Score: 0

Learning from M-Tuple Dominant Positive and Unlabeled Data

Published: May 25, 2025 | arXiv ID: 2506.15686v2

By: Jiahe Qin , Junpeng Li , Changchun Hua and more

Potential Business Impact:

Teaches computers to guess what's inside when labels are fuzzy.

Business Areas:

Predictive Analytics Artificial Intelligence, Data and Analytics, Software

Label Proportion Learning (LLP) addresses the classification problem where multiple instances are grouped into bags and each bag contains information about the proportion of each class. However, in practical applications, obtaining precise supervisory information regarding the proportion of instances in a specific class is challenging. To better align with real-world application scenarios and effectively leverage the proportional constraints of instances within tuples, this paper proposes a generalized learning framework \emph{MDPU}. Specifically, we first mathematically model the distribution of instances within tuples of arbitrary size, under the constraint that the number of positive instances is no less than that of negative instances.

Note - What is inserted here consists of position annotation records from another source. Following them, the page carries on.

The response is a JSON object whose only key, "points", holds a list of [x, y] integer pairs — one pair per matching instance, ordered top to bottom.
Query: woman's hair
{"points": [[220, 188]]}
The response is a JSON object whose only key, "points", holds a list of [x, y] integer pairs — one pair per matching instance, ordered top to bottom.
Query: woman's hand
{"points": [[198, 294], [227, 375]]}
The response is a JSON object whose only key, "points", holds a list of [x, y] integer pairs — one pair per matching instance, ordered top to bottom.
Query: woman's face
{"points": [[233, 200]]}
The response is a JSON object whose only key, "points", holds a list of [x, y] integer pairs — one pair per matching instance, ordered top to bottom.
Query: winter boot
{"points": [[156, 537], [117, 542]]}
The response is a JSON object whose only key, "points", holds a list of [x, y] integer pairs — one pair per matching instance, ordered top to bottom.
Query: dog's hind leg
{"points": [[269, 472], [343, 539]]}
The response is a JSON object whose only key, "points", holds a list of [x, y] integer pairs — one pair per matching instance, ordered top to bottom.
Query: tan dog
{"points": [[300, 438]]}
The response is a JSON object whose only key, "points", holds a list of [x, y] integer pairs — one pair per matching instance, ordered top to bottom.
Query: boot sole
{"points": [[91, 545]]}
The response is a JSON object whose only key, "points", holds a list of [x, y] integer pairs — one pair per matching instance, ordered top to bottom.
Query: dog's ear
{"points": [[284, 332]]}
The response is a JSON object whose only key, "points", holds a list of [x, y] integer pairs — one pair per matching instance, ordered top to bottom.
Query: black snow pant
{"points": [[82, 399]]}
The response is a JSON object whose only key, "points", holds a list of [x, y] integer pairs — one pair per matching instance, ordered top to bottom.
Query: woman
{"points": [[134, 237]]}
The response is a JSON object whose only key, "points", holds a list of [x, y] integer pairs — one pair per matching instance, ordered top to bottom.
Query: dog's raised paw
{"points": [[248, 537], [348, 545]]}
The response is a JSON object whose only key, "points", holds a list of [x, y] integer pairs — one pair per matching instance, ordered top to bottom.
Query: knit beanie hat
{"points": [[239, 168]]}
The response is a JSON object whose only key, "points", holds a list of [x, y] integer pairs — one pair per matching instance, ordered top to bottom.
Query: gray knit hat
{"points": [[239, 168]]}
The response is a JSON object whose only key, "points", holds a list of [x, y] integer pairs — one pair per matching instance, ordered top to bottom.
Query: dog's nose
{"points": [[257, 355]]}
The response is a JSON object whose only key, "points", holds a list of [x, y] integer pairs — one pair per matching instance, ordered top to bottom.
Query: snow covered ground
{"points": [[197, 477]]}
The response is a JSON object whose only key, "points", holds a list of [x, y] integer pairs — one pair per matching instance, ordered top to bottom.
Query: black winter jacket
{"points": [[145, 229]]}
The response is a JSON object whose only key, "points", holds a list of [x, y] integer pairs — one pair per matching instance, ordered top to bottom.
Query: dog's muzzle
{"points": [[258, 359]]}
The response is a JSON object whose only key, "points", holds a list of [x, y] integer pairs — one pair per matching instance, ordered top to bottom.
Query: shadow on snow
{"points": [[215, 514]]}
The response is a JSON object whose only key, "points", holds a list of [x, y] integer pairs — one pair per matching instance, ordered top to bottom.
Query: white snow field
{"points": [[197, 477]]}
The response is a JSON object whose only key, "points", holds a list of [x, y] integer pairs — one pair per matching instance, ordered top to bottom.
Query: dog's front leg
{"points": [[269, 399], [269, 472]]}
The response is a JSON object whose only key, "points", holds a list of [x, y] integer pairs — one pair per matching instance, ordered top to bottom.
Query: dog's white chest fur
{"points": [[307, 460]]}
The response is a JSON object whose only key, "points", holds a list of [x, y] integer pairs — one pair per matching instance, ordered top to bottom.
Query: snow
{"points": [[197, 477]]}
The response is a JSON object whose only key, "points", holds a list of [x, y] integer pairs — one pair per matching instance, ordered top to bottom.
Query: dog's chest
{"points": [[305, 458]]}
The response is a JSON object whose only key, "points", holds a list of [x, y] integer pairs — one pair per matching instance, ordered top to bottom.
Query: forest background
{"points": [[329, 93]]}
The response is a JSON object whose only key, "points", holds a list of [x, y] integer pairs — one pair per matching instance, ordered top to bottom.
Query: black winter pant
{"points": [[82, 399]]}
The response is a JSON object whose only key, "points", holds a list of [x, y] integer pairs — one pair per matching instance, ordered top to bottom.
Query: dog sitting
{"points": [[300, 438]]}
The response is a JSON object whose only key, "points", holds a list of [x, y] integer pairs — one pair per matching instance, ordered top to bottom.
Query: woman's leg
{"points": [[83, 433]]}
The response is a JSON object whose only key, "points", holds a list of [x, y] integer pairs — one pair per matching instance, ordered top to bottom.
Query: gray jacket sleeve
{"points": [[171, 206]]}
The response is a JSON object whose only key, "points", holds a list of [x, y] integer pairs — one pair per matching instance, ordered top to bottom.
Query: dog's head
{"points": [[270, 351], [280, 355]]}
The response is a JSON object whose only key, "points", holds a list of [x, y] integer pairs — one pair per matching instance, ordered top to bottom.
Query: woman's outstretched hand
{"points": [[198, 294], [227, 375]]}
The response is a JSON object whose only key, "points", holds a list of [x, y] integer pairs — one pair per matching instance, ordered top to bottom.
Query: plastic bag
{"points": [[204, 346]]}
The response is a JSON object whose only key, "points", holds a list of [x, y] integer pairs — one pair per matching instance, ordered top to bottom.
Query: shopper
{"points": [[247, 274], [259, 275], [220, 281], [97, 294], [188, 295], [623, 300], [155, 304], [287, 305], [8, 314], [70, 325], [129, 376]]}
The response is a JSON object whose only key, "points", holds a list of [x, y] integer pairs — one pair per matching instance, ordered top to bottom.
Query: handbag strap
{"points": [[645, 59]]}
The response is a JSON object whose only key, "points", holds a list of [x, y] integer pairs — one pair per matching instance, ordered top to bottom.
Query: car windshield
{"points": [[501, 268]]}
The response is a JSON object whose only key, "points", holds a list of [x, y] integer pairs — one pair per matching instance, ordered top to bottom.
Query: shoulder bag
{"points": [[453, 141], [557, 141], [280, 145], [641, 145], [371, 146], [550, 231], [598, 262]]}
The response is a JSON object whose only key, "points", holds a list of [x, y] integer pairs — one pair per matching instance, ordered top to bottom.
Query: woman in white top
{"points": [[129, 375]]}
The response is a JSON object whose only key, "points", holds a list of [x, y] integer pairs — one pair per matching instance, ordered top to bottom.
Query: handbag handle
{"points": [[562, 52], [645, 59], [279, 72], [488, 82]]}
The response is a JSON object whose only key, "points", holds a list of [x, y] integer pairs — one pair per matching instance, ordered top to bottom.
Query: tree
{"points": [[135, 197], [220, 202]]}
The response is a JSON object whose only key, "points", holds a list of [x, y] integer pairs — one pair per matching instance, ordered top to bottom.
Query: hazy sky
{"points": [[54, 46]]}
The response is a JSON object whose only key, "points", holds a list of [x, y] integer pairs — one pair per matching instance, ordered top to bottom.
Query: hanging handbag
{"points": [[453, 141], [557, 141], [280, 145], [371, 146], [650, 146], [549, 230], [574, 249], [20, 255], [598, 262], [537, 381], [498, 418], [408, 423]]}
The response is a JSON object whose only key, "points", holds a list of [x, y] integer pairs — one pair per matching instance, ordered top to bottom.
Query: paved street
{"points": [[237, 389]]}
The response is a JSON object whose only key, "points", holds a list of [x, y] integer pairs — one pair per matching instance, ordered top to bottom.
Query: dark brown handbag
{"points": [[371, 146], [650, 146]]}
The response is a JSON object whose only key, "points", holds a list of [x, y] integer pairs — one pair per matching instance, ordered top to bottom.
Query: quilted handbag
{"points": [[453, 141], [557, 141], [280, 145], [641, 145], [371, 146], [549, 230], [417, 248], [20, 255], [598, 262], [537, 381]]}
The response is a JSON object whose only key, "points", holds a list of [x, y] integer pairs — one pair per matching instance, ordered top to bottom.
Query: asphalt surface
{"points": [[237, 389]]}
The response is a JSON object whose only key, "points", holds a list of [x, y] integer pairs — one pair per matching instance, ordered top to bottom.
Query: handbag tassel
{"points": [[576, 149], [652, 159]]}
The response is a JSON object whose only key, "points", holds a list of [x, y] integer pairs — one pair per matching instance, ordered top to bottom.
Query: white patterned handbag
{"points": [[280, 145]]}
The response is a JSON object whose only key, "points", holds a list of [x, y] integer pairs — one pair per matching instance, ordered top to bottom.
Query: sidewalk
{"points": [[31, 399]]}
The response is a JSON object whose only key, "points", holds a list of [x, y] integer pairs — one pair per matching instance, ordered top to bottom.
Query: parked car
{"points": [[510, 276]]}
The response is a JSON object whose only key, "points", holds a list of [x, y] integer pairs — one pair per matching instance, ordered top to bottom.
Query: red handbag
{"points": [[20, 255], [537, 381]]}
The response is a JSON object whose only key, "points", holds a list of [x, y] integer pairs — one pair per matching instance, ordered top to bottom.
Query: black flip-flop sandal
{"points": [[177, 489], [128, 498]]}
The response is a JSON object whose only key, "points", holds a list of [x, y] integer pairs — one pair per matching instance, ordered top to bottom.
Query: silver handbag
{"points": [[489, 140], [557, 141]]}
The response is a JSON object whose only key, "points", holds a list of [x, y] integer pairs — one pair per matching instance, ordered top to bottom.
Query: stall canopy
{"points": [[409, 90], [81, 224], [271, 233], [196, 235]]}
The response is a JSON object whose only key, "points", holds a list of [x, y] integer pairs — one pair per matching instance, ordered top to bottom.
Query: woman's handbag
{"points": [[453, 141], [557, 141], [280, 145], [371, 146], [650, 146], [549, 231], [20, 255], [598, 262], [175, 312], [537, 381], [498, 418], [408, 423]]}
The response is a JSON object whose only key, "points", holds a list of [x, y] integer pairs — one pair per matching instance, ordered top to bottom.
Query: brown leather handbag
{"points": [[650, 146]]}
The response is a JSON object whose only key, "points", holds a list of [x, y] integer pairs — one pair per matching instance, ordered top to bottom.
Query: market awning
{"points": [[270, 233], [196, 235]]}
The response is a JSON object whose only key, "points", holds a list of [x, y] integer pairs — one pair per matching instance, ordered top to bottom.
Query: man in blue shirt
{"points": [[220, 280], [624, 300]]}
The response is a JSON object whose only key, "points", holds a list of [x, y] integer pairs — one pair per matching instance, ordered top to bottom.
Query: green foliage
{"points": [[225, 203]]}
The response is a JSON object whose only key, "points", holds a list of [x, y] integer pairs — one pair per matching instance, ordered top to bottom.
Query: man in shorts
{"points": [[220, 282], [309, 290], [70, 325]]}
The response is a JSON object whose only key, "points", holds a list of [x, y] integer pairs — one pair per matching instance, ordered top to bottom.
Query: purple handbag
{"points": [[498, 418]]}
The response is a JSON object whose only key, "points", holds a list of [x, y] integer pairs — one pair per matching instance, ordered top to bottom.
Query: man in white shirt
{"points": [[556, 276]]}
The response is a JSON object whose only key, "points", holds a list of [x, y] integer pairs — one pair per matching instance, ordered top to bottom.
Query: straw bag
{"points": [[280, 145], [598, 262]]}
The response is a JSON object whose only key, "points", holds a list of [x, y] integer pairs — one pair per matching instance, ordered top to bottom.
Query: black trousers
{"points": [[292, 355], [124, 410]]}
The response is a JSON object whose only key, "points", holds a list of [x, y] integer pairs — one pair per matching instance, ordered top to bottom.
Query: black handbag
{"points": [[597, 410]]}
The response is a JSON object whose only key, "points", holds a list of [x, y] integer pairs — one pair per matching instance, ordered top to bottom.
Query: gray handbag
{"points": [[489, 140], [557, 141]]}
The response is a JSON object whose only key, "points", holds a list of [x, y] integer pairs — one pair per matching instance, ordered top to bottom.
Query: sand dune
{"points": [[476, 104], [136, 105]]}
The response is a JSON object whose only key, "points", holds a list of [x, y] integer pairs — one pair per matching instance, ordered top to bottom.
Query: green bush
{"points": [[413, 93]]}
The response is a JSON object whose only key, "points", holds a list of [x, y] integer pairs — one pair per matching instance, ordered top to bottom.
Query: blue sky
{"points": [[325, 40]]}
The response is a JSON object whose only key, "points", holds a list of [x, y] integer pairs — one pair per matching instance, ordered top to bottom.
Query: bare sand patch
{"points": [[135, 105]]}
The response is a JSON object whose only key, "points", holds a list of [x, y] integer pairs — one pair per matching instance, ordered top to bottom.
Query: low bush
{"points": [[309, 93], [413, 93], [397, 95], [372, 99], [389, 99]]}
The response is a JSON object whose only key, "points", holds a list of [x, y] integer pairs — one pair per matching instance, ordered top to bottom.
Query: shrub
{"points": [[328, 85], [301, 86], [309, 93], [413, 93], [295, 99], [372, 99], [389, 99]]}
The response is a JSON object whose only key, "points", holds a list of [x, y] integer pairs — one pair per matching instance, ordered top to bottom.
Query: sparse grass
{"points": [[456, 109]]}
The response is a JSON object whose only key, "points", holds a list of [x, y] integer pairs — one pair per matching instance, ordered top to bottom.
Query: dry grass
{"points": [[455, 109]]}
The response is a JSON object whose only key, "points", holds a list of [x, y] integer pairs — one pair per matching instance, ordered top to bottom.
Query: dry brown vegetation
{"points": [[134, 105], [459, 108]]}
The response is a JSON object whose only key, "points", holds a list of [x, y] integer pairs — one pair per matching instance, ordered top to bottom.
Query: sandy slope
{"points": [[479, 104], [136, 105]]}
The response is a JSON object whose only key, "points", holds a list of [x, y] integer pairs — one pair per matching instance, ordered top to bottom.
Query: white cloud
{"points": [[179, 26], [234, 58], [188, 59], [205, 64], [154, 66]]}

Then we derive an unbiased risk estimator that satisfies risk consistency based on the empirical risk minimization (ERM) method. To mitigate the inevitable overfitting issue during training, a risk correction method is introduced, leading to the development of a corrected risk estimator. The generalization error bounds of the unbiased risk estimator theoretically demonstrate the consistency of the proposed method. Extensive experiments on multiple datasets and comparisons with other relevant baseline methods comprehensively validate the effectiveness of the proposed learning framework.